Did you ever make stone soup in your early schooling days? If you did, your teacher probably told you that the best way of making stone soup taste really, really great is if everybody who plans to eat some brings one little ingredient to share.
If Timmy brings a carrot, and Jamal brings an onion, and Zerlita brings a pepper, and Mikayla brings some peas, and so on and so on and so on, pretty soon, an enormous pot of tasty soup will be bubbling away. When everyone shares what little they have, all of those not-very-filling ingredients add up to a rich and wonderful dish. And it definitely won't taste like a stone.

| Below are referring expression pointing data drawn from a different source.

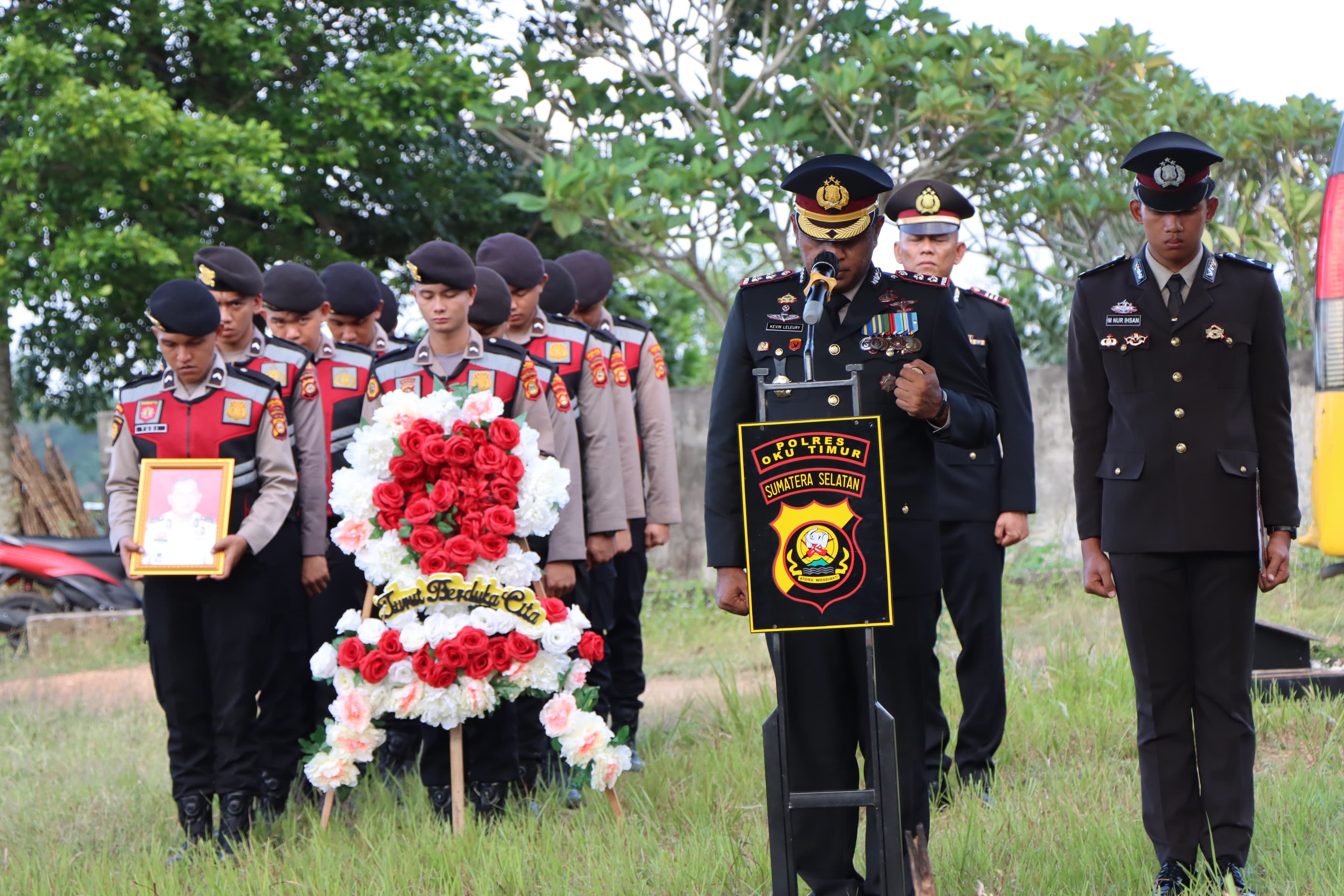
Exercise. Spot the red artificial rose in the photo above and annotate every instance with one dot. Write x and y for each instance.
(423, 662)
(441, 675)
(434, 562)
(392, 645)
(490, 458)
(428, 428)
(434, 452)
(408, 469)
(389, 496)
(501, 520)
(501, 655)
(592, 647)
(472, 640)
(460, 450)
(521, 647)
(412, 441)
(390, 520)
(494, 547)
(444, 496)
(555, 610)
(504, 433)
(462, 550)
(426, 539)
(374, 667)
(451, 655)
(350, 653)
(479, 665)
(420, 511)
(504, 492)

At the end of The Bean Trees, as Taylor and Turtle begin their long drive home from Oklahoma City to Tucson, Turtle sings a song about vegetable soup. Turtle loves vegetables, fruit, and legumes, and she knows the names of lots of them. She also knows the names of all the people who have been loving and caring for her over the past seven months or so in Tucson, and as she sings, all of those names get mixed up together. Taylor tells us:
"The sky went from dust-color to gray and then cool black sparked with stars, and she was still wide awake. She watched the dark highway and entertained me with her vegetable-soup song, except that now there were people mixed in with the beans and potatoes: Dwayne Ray, Mattie, Esperanza, Lou Ann and all the rest.
"And me. I was the main ingredient." (17.187-188)
Cute, right? So, The Bean Trees makes use of a lot of different symbols and metaphors for community, and Turtle's final vegetable-soup song is one of them. Just like a kindergarten teacher's recipe for "stone soup," Turtle's song points to the "nourishment" that a community of friends and family can provide for a child.
As Lou Ann tells Taylor, no one person can right all the wrongs in the world, but, as The Bean Trees suggests, when a community of people come together to share what little they have, wonderful changes can come about. Now ain't that inspiring!